Среди претендентов на участие в его экспедиции был 16-летний корсиканец по имени Наполеон Бонапарт. Его не приняли в ту экспедицию, так он потом, позже, свою экспедицию к вам в Россию организовал.
Зная мое поклонение перед значимыми для мировой истории личностями, коллега активно применял запрещенные приемы:
– Или вспомни Магеллана…
Третий год пять кораблей Магеллана настойчиво идут к своей цели. Уже открыт отважным мореплавателем пролив, ныне носящий его имя. Впереди – острова загадочных азиатов, тревожная и манящая неизвестность…
Искусно используя соперничество между португальским и испанским домами, португалец Магеллан предложил испанскому королю Карлу I свои услуги.

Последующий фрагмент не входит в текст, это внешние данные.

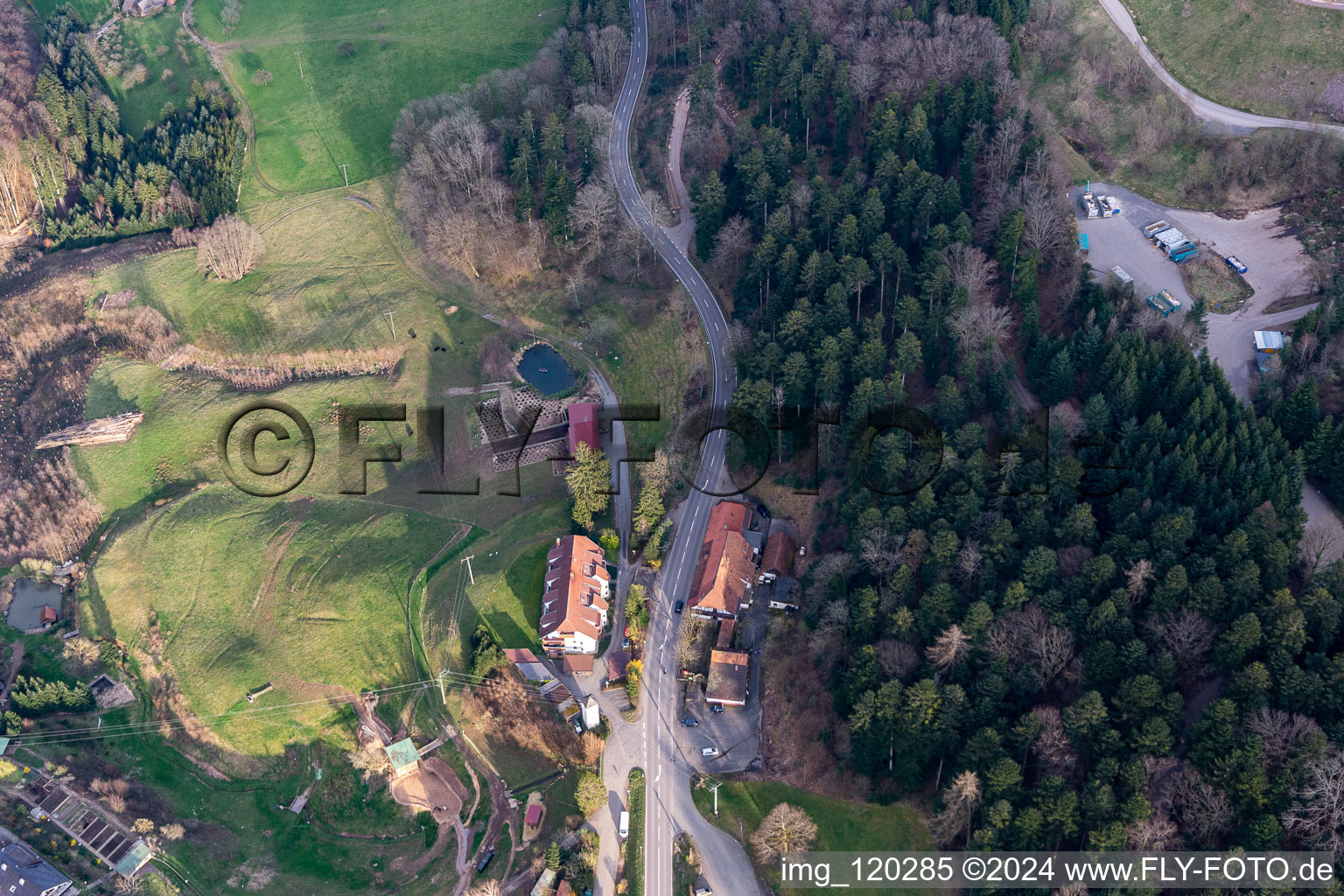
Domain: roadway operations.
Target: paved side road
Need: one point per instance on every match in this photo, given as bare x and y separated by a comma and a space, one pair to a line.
1203, 108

Согласно договору, подписанному ими в 1518 году, король обязался снарядить экспедицию к богатым пряностями Молуккским островам, и сдержал свое слово. Главе экспедиции, в случае если он достигнет этих островов, причиталось двадцать процентов чистой прибыли от добытого богатства…

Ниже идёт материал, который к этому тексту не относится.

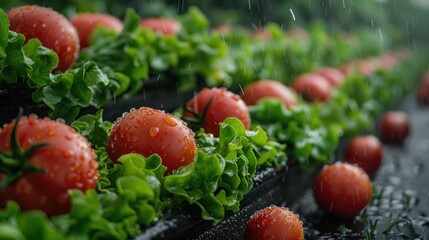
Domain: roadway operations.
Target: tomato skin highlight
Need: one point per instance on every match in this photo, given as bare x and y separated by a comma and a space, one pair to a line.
86, 23
274, 222
366, 152
161, 25
342, 190
268, 88
149, 131
52, 29
312, 87
69, 163
394, 127
223, 104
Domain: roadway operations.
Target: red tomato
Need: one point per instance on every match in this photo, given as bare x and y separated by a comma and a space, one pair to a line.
223, 104
161, 25
274, 223
86, 23
423, 89
268, 88
366, 152
52, 29
312, 87
394, 126
342, 190
69, 162
148, 131
334, 76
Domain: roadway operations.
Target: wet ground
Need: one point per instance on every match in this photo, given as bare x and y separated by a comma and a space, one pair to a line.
400, 207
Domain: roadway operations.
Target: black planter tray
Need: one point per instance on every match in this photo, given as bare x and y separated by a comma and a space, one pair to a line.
400, 195
272, 186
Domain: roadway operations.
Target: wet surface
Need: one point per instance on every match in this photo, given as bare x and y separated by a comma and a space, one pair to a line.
399, 209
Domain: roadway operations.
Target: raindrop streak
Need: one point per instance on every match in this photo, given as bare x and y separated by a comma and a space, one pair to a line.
381, 34
293, 15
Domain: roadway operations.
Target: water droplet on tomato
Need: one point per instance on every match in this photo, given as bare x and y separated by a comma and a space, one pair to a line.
131, 116
67, 153
154, 131
71, 177
169, 121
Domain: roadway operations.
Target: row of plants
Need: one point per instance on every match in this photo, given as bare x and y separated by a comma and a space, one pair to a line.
134, 191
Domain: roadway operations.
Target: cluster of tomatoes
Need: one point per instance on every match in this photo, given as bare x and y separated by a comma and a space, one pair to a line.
67, 37
67, 160
42, 159
341, 189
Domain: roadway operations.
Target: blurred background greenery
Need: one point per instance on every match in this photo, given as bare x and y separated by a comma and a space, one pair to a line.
403, 20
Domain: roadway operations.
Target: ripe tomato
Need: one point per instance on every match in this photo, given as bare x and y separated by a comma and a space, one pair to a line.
68, 162
86, 23
219, 104
394, 126
148, 131
161, 25
268, 88
366, 152
423, 89
274, 222
52, 29
342, 190
312, 87
334, 76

Магеллан злился, несговорчивые вожди наотрез отказывались поступиться своей независимостью. Ну, что ж, аргументы для непокорных дикарей всегда под рукой. Полуобнаженные гости – вожди, вскочили на ноги, когда палуба испанского судна, вздрогнув под ними, окуталась пороховым дымом от залпа корабельных орудий. Глава острова Лимасава, раджа Коламбус, тут же признал себя вассалом испанского короля и подписал непонятную ему бумагу. Испанцы незамедлительно установили на его острове крест, отслужили мессу, и уже на пасху 1521 года Магеллан вступил во владение первым островом архипелага, принудив Коламбуса принять крещение.
Хумабон, "губернатор" следующего острова Себу, пожелал… получить дань (?!) от "капитана величайшего из королей и вождей на земле" (так представлял себя старейшинам Магеллан).

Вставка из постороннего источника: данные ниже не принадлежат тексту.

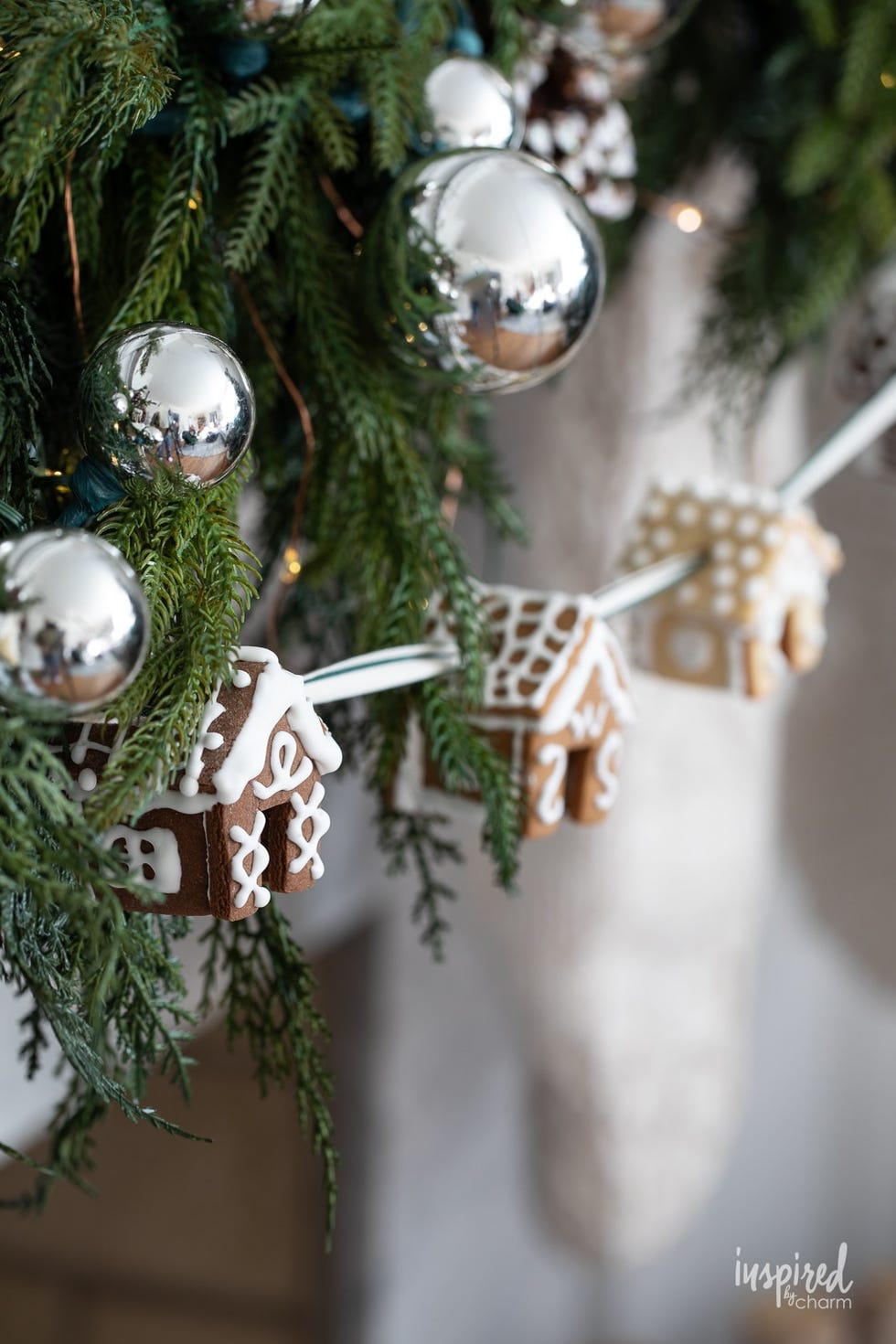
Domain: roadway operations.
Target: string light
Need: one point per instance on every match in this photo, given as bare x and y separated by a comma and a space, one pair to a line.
684, 217
292, 565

Не дань, а неизменный незатейливый ассортимент завоевателей предложил Магеллан в ответ на "наглое" пожелание островитянина: пусть жители острова Себу выбирают между войной и миром! Мгновенный выбор Хумабона проиллюстрировали его соотечественникам водруженный испанцами на Себу крест и очередная месса. Вождь тоже принял католическую веру, правда, к этому решению его склонили скорее не шантаж и сила, а смекалка и медицинские познания Магеллана. Любимый внук вождя страдал от тяжелой лихорадки, и тому, конечно же, помогла выздороветь католическая вера, а не лекарства, принятые вместе с ней "из рук" Магеллана. Благодарный и уверовавший вождь во время крещения был переименован в Карла, а его жена в одночасье стала теской испанской королевы Хуаны.